登録異議申立人(以下「申立人」という。)が、本件商標に係る登録異議申立ての理由において引用する登録第5406581号商標(以下「引用商標」という。)は、「MAESTRO」の文字を標準文字で表してなり、平成22年10月7日に登録出願、第9類「楽器及びアンプリファイアー接続用ケーブル」及び第15類「ギター並びにその部品及び付属品,ギター用ピック,ギター用ストラップ,ギター用ケース及びバッグ,ギター用スタンド,ギター用ハンガー,ギター用ペダル,楽器用ディストーション,電気又は電子楽器用フェイザー,楽器用コーラス,楽器用エフェクター,楽器用チューナー,楽器並びにその部品及び付属品,演奏補助品,音さ」を指定商品として、平成23年4月15日に設定登録され、その商標権は、現に有効に存続しているものである。

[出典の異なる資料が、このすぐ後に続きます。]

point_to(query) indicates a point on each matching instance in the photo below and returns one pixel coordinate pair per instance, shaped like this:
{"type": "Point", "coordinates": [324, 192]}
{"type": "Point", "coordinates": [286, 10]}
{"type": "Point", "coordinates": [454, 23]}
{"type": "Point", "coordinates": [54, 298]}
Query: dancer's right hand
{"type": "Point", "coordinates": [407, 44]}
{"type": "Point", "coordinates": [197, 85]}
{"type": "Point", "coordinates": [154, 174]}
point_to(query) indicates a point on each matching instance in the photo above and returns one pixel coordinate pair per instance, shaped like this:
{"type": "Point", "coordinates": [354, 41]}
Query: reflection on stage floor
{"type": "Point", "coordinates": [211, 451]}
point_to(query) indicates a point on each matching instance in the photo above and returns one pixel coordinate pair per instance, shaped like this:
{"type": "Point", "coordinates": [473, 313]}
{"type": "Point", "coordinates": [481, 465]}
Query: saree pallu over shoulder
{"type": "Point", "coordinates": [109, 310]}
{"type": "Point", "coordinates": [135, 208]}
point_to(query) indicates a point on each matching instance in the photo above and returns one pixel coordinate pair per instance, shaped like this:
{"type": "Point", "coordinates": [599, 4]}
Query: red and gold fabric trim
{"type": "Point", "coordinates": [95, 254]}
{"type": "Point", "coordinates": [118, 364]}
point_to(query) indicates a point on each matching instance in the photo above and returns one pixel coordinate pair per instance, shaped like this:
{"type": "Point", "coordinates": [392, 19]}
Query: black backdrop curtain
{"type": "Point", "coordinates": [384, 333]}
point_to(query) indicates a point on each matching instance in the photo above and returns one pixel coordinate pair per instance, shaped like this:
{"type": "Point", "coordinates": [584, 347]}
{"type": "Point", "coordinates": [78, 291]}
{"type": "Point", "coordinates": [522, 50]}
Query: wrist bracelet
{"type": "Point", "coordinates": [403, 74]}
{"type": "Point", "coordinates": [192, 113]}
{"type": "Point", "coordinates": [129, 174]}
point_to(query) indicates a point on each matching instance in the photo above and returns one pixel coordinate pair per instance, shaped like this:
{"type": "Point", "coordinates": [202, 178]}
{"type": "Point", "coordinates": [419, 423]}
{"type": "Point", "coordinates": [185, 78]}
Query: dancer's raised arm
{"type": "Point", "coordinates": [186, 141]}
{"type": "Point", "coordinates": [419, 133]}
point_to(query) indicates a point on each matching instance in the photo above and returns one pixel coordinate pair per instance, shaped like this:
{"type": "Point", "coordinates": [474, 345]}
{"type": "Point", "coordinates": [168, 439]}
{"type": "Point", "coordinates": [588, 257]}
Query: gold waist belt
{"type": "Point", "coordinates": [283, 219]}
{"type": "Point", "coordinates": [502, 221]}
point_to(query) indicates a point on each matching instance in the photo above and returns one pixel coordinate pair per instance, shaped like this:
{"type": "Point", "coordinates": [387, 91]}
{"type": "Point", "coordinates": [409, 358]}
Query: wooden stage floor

申立人は、本件商標は、商標法第4条第1項第11号及び同項第15号に該当するものであるから、その登録は同法第43条の2第1号により取り消されるべきであるとして、その理由を要旨以下のように述べ、証拠方法として甲第1号証から甲第26号証(以下「甲○」と記載する。)を提出した。
(1)商標法第4条第1項第11号について
本件商標は、イタリア語の定冠詞である「Il」の文字とイタリア語で「先生、師匠」を意味する「Maestro」の語をスペースをあけ、横一段書きに書してなるものである(甲3、甲4)。定冠詞は、これに続く名詞を限定するものであり、表記や称呼を略することもある。よって、本件商標全体として「イルマエストロ」、「マエストロ」の称呼が生じる。
引用商標は「MAESTRO」の文字からなり、「マエストロ」の称呼を生じる。
したがって、本件商標と引用商標とは、共に「マエストロ」の称呼を共通にするものである。
そして、本件商標中「Il」部分はイタリア語の男性名詞につく定冠詞で英語の「the」に該当する。「Il」は様々な語の略称として掲載され、特定の意味を有しないものと理解されると思われる。「maestro」はイタリア語で「先生、師匠」という意味である(甲3)。音楽の世界では「指揮者」という意味でも用いられることがある。また、英和辞書によると、「マエストロ、偉大な音楽家[作曲家]、〔芸術の〕巨匠」の意味を表す(甲4)。よって、本件商標全体として「先生、師匠、 偉大な音楽家」と理解される。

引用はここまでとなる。